Goldman made a tidy $12 billion profit (the highest in its history). J.P Morgan Chase and Citigroup reported $4.5 billion and $6 billion in profit respectively. Like many of their peers in lower Manhattan these banks received billions of dollars in federal bailout cash.
That money has since been repaid but many Americans are understandably bitter about the banks' bailout and subsequent record profits. Goldman's move looks like a smart one after New York Attorney General Andrew Cuomo demanded that eight of the biggest banks in the Big Apple hand over information on their bonuses.
Cuomo, who said that "transparency and disclosure is essential," asked for extensive details on how the banks structured the payouts. The issue will come to Washington later this week when the special congressional commission to investigate the financial crisis grills Goldman Chief Executive Lloyd Blankfein, J.P Morgan Chase CEO Jamie Dimon and Morgan Stanley Chairman John Mack on their "compensation package" policies.
If the White House criticism is any indication, the banks won't leave DC without a serious scolding.
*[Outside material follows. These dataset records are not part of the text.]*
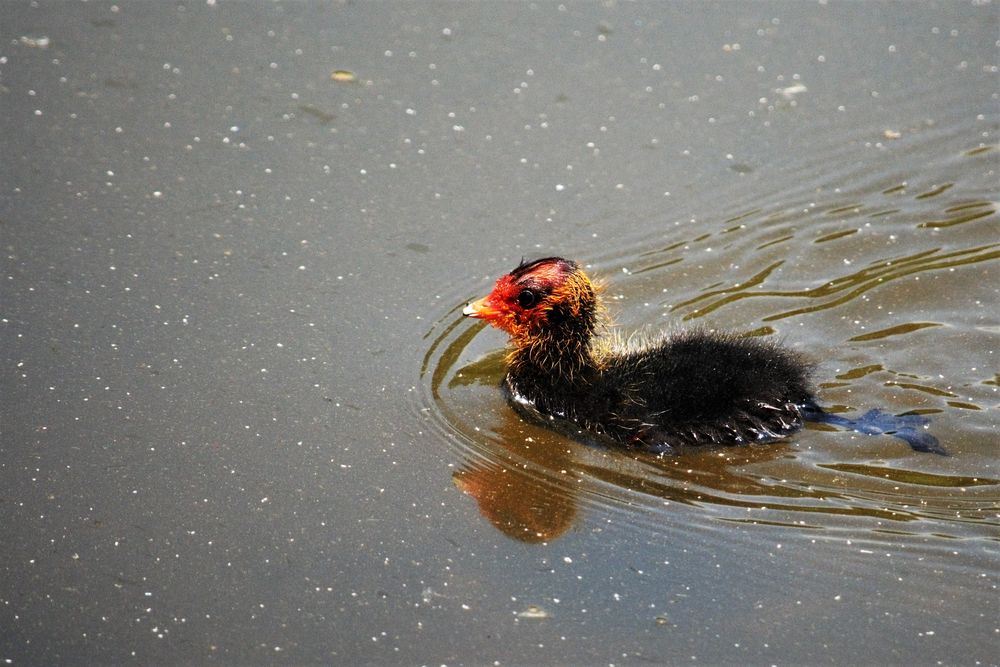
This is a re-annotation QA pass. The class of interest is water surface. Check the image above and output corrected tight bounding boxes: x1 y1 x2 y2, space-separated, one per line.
0 3 1000 664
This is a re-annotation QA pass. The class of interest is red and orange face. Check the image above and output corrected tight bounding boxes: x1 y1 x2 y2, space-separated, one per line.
462 257 590 340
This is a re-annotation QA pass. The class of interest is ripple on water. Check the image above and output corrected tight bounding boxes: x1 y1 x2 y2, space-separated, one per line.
421 104 1000 543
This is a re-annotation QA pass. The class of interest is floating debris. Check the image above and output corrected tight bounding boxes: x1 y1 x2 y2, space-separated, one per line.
517 605 549 619
20 35 52 49
774 83 809 100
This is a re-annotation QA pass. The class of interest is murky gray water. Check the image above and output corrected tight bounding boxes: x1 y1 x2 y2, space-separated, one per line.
0 2 1000 665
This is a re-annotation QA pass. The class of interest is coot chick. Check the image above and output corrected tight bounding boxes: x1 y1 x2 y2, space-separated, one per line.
463 257 943 453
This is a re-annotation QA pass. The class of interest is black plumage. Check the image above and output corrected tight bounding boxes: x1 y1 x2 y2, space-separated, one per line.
464 257 812 452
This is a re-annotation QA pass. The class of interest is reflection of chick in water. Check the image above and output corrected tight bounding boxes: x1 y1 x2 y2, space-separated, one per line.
453 358 808 543
453 416 577 543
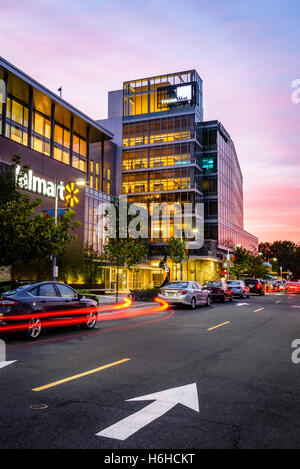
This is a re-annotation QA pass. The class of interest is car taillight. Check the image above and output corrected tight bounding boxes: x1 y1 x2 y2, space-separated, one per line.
0 298 19 306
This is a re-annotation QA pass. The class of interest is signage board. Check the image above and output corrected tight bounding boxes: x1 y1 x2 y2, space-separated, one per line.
157 82 197 109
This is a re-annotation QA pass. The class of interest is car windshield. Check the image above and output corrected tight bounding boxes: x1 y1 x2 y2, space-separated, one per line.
1 285 28 295
204 282 222 287
165 282 188 288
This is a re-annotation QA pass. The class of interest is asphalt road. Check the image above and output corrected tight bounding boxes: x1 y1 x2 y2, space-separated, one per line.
0 294 300 449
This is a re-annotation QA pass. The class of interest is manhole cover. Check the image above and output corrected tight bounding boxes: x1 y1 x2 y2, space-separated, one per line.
29 404 48 410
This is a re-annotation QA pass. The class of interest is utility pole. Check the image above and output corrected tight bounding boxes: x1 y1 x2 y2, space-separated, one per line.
52 177 58 281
Yesterday President Obama's economic advisor Christina Romer labeled the bonuses "ridiculous" and "offensive."
And earlier today White House Chief of Staff Rahm Emanuel criticized the banks for not helping the economy grow. Goldman's charity move is a small but growing trend on Wall Street.
Last year Morgan Stanley Chairman John Mack announced that he would not take a salary in 2009. Morgan Stanley and Goldman have also pledged to limit the size of their bonuses.